From one perspective, politics today looks like a running, rolling saga of crises for various people in various high places.
It began in the financial sector, with major institutions investing irresponsibly and delivering the economic depression we have today.
But after a few months of critical scrutiny, the media's attention shifted to Parliament. The MPs' expenses scandal generated - or crystallised - a widespread sense of disconnection between parliamentarians and the people.
In the last week, The Guardian's allegations about phone-tapping at News of the World have shifted the salient finger of accusation to sections of the media. Unsurprisingly, the accused have not been quite so keen to publicise the accusations as they were in the case of MPs milking the expenses system.
And in the midst of all this, let us not forget the police. The power of citizen journalism has made the brutal character of protest policing all too evident. So evident is it, that Her Majesty's Inspectorate of Constabulary has in the past week concluded that the police do not understand the job of policing protest in a democratic society and may well not have taken account of their own legal obligations in planning their strategy for the G20 protests.
There is a common thread running through these various cases. It is the problem of arbitrary power.
Jean-Jacques Rousseau said that 'the worst thing that can happen in human affairs is to find oneself living at the mercy of another'. This sums up the republican idea that the first requirement of a good society is to prevent the emergence of arbitrary power - power that is wielded at the discretion of the power-holder, without sufficient rules and constraints to ensure that the exercise of power tracks the interests of the wider public.
So take the financial sector. It operated in an environment which it is now widely agreed was underregulated. Its major players used their discretionary power in ways that enriched themselves in the short-term, but which has created a severe economic shock which impacts the rest of us.
Or take MPs. They operated an expenses system in an environment that was not properly regulated. The former Speaker sought to prevent full disclosure of what Parliament was doing with its discretionary power. When full disclosure came, it turned out that many MPs had abused this power.
Or take the accusations against journalists at The News of the World. If true, they point to an appaling grab for, and exercise of, arbitrary power. Instead of phone calls remaining private, their privacy can depend on the discretion of a journalist without regard to any consideration of the public interest.
And, turning to the police, the lesson coming out of the recent HMIC report seems to be that the police simply didn't appreciate certain key legal constraints that properly limit how they can use their power to police protest. They assumed they had discretion they didn't - and don't - have. Their behaviour marks another grab for, and exercise of, arbitrary power.
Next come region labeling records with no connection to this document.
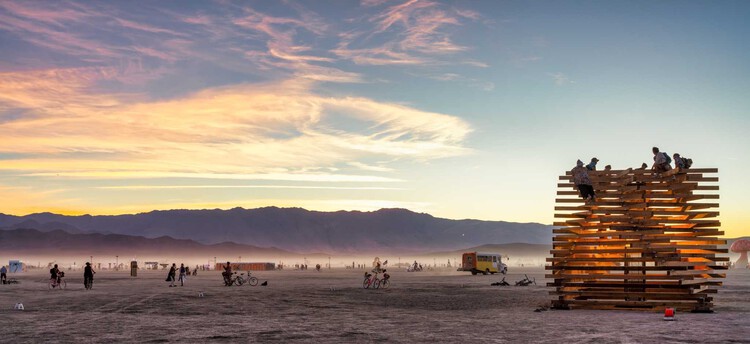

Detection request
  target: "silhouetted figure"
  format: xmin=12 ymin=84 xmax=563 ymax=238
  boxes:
xmin=221 ymin=262 xmax=232 ymax=286
xmin=83 ymin=262 xmax=96 ymax=289
xmin=167 ymin=263 xmax=177 ymax=287
xmin=180 ymin=264 xmax=188 ymax=287
xmin=651 ymin=147 xmax=672 ymax=173
xmin=570 ymin=160 xmax=596 ymax=202
xmin=586 ymin=158 xmax=599 ymax=171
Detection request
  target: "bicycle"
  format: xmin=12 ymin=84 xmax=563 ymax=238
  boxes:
xmin=376 ymin=274 xmax=391 ymax=289
xmin=247 ymin=271 xmax=258 ymax=287
xmin=49 ymin=274 xmax=68 ymax=289
xmin=362 ymin=272 xmax=382 ymax=289
xmin=516 ymin=274 xmax=536 ymax=287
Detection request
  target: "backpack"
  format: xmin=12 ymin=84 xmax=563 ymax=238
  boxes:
xmin=661 ymin=152 xmax=672 ymax=164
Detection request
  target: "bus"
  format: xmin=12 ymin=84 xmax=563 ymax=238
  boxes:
xmin=461 ymin=252 xmax=508 ymax=275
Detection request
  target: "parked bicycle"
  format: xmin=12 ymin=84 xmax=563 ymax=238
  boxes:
xmin=490 ymin=277 xmax=510 ymax=287
xmin=516 ymin=274 xmax=536 ymax=287
xmin=234 ymin=271 xmax=258 ymax=287
xmin=380 ymin=270 xmax=391 ymax=289
xmin=362 ymin=272 xmax=381 ymax=289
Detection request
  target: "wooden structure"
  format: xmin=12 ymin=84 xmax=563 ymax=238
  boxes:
xmin=214 ymin=262 xmax=276 ymax=271
xmin=546 ymin=168 xmax=729 ymax=312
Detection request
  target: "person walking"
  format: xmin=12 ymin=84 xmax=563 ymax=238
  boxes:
xmin=167 ymin=263 xmax=177 ymax=287
xmin=180 ymin=264 xmax=187 ymax=287
xmin=83 ymin=262 xmax=96 ymax=290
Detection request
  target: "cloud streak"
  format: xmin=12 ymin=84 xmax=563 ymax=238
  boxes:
xmin=0 ymin=69 xmax=472 ymax=182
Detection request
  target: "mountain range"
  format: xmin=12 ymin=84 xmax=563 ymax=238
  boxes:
xmin=0 ymin=207 xmax=552 ymax=253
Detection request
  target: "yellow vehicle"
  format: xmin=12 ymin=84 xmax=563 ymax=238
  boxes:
xmin=461 ymin=252 xmax=508 ymax=275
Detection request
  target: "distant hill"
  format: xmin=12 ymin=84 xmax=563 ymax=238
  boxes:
xmin=0 ymin=207 xmax=552 ymax=253
xmin=0 ymin=228 xmax=296 ymax=258
xmin=424 ymin=243 xmax=552 ymax=257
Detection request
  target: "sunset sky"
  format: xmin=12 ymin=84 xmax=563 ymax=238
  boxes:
xmin=0 ymin=0 xmax=750 ymax=237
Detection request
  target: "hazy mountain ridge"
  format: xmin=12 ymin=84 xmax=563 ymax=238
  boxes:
xmin=0 ymin=228 xmax=296 ymax=257
xmin=0 ymin=207 xmax=552 ymax=252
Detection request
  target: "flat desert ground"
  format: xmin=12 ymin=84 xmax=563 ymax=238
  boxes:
xmin=0 ymin=268 xmax=750 ymax=343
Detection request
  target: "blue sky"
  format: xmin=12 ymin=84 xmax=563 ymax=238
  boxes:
xmin=0 ymin=0 xmax=750 ymax=236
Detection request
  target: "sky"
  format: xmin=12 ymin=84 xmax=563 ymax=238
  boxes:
xmin=0 ymin=0 xmax=750 ymax=237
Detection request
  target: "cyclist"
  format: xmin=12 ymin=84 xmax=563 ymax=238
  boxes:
xmin=83 ymin=262 xmax=96 ymax=289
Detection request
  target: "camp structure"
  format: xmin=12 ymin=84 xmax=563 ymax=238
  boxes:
xmin=8 ymin=259 xmax=26 ymax=273
xmin=546 ymin=168 xmax=729 ymax=312
xmin=214 ymin=262 xmax=276 ymax=271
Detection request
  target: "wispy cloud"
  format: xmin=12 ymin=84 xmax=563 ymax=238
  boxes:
xmin=549 ymin=72 xmax=575 ymax=86
xmin=0 ymin=69 xmax=471 ymax=182
xmin=331 ymin=0 xmax=479 ymax=65
xmin=95 ymin=185 xmax=403 ymax=191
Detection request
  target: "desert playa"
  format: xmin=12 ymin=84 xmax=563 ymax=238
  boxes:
xmin=0 ymin=268 xmax=750 ymax=343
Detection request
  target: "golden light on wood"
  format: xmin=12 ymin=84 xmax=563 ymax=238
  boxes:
xmin=547 ymin=168 xmax=729 ymax=312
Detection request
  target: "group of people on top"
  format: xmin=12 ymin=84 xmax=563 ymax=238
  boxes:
xmin=570 ymin=147 xmax=693 ymax=203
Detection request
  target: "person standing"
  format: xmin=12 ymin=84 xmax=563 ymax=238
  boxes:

The republican prescription is obvious: as citizens, we need to change the rules (or else see that they are enforced) to close down these sites of arbitrary power. Quite simply, that's what freedom is all about.
However, to state the republican prescription is to state a republican problem. Where are 'we, the citizens'? We are 'out there somewhere' for sure. But we are diffused and divided; discontented but largely disorganised.
In a fascinating post at openDemocracy (also at Liberal Conspiracy), Anthony Barnett reviews the various ways in which we might move forward from this situation of widespread but unfocused anger to constructive change. As Timothy Garton Ash has also argued, particularly promising is the strategy being developed by Real Change.
This strategy involves starting local, with hundreds of meetings in which 'we, the citizens' actually get together and talk about the political reform we would like to see. This process of grass-roots engagement and deliberation can then help build up momentum for a wider national conversation about political reform which might then be taken further by means of something like a citizens' convention.
In the original version of the idea, the aim was to work through the whole process so that it could deliver a set of demands that could frame discussion at the next general election. That may have been too ambitious. But just because we can't see quite how the 'end game' might work for this process, this is not a reason not to get the process going.
There is a real appetite for political reform out there, particularly amongst the kind of progressive constituency whose character was nicely captured by one of the most memorable remarks from the floor of the recent Compass conference: 'I am a Liberal Democrat who votes Green and works with Labour MPs on poverty issues...and I feel at home here.' Many people I spoke to at the Compass conference saw that this progressive constituency is there, but wondered how it could become manifest given its cross-party (and non-party) character. Well, maybe Real Change offers one site for common action (though we should not assume that ours will be the only voices in such an open-ended, democratic process).
To address the problems of arbitrary power we need a citizens' movement. Perhaps Real Change can be the beginnings of such a movement. I'm joining. Why not join too?